His ideas change quickly; it is now a Spirit in the delirium of the happiness of what he knows; he would like to prove to everyone that our teaching is incontestable. What worries him especially is the question of fluids. “I want,” he said, “to be healed like your friend; I don’t want to use poisons; I never took them.” Today he studies man, no longer in his organism, but in his soul; he made us tell him how the union of soul and body worked at conception, and he seemed very happy. The good doctor Demeure came next, and told us not to be surprised at the questions, sometimes childish, that he could ask us: "he is,” he said, “like a child who must be taught to read in the great book of nature; but since he is, at the same time, a great intelligence, he learns quickly, and we contribute to it on our side."



These two examples confirm these three great principles revealed by Spiritism, namely:



1st - That the soul keeps, in the world of the Spirits, for a somewhat long time, the ideas and prejudices that it had during its earthly life.



2nd - That it changes, progresses, and acquires new knowledge in the world of the Spirits.



3rd - That the incarnate can contribute to the progress of the discarnate Spirits.



These principles are the result of innumerable observation and of capital importance, in that they overturn all ideas implanted by religious beliefs on the stationary and final state of the Spirits after death. Once progress in the spiritual state is demonstrated, all beliefs based on the perpetuity of any uniform situation, fall before the authority of the facts. They also fall before the philosophical reason that says that progress is a law of nature, and that the stationary state of Spirits would be both the denial of this law and that of the justice of God.



Progressing the Spirit outside incarnation, another not less capital consequence follows, that by returning to earth, it brings the double gains of previous existences and that of erraticity. That is how the progress of generations is accomplished.

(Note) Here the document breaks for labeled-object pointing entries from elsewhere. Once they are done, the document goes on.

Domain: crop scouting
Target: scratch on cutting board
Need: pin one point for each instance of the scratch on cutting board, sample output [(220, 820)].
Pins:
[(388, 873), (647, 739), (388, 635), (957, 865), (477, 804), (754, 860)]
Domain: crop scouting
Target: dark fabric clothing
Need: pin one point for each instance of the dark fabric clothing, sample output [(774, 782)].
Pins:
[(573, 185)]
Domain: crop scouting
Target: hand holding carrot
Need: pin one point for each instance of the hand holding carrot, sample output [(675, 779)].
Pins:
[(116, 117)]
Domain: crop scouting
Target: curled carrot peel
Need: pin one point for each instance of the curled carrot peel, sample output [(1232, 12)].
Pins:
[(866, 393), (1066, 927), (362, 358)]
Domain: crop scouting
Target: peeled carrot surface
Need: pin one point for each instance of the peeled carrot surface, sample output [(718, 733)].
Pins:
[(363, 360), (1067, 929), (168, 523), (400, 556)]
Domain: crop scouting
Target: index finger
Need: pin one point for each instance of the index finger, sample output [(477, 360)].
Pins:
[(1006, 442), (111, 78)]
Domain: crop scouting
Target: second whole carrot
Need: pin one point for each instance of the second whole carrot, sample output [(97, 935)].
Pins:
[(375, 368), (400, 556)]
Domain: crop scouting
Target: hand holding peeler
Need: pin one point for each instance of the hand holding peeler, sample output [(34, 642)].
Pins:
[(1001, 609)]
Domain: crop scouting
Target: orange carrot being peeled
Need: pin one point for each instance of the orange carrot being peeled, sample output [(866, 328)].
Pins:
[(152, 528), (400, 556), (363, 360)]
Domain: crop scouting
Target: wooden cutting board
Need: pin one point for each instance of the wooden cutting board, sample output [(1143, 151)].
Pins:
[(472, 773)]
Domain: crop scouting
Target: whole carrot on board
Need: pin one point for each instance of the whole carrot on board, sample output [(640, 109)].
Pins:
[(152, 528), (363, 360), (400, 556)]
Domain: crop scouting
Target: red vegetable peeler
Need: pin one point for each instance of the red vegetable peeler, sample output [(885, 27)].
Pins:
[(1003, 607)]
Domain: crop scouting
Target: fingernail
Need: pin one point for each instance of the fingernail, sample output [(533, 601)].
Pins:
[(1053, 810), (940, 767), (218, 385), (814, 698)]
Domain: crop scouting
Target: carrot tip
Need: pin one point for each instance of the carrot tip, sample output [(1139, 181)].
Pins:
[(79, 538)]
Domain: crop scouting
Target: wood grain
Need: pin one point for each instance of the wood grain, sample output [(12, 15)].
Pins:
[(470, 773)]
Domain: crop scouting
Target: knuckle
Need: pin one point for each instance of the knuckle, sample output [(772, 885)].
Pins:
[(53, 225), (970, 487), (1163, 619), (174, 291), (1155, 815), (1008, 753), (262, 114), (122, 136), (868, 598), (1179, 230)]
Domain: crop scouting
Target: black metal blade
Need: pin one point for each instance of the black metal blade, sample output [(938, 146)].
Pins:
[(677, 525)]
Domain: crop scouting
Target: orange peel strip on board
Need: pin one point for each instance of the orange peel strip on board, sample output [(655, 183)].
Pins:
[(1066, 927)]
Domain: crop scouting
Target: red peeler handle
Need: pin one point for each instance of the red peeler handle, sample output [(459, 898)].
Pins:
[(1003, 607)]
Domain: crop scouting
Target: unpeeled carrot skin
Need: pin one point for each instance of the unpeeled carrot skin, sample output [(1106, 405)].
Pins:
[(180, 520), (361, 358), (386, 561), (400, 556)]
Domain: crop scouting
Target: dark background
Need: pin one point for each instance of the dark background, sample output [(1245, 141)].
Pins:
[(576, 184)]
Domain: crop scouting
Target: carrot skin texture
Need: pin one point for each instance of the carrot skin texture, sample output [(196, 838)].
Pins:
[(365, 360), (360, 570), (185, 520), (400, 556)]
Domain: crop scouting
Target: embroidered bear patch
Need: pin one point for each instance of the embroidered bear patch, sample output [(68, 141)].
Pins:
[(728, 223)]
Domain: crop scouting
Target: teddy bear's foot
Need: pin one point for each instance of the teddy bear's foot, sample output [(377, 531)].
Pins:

It is indisputable that when the doctor and the priest mentioned above are reborn, they will bring ideas and opinions quite different from those that they had in the existence that they had just left; one will no longer be fanatic, the other will no longer be materialistic, and both will be Spiritists. The same can be said of Dr. Morel Lavallé, the Bishop of Barcelona and so many others. There is, herefore, utility for the future of society, in dealing with the education of Spirits.